RSE’s research on sodium-ion batteries (NIB) focuses on studying the active materials of the electrodes, both cathode and anode, to develop a complete battery.

This work specifically describes the optimization of the synthesis process for the cathode material Na0.44MnO2 (NMO).

Previous studies focused on the synthesis methods to obtain a pure phase of the active material. However, initial electrochemical characterizations, especially when scaling up the quantity of synthesized material, revealed that the morphology of the final product significantly impacted electrochemical performance.

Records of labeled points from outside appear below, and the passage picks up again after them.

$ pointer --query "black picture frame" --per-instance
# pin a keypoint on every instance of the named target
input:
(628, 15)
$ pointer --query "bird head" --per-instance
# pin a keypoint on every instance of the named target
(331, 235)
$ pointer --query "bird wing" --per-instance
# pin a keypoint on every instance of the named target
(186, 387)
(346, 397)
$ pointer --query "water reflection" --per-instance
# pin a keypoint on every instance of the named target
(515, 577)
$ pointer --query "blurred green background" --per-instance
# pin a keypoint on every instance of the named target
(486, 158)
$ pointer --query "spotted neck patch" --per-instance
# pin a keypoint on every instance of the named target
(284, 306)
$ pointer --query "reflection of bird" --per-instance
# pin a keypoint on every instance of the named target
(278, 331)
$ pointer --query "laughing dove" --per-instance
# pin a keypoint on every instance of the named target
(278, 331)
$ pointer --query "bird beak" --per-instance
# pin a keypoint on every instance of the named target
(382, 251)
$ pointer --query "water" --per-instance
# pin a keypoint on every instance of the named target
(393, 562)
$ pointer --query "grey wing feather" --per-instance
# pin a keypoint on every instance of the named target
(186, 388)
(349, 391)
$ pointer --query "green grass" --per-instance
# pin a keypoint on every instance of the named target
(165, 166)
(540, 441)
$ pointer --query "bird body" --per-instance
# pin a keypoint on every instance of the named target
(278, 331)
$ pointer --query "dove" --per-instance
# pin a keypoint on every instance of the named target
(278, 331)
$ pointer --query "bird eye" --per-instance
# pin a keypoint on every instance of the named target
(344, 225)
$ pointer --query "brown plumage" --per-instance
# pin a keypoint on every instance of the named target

This report outlines the analysis of various synthesis steps to achieve the correct morphology. A morphology composed of prismatic, bar-like structures limited to a few microns in length was identified. Various synthesis parameters were then optimized, particularly during the high-temperature treatment phase, including heating rate, isothermal conditions, and cooling speed. Process reproducibility tests showed that manual grinding between calcination and thermal treatment affected the final morphology. As a result, this step was automated using a mill, and grinding parameters such as material-to-ball ratio, speed, and rotation times were optimized.

Lastly, long-term cycling tests on a sample with the correct morphology confirmed that this material is not stable over extended periods. Future efforts will focus on synthesizing second-generation materials by doping NMO with other elements to stabilize its structure and potentially increase its working potential.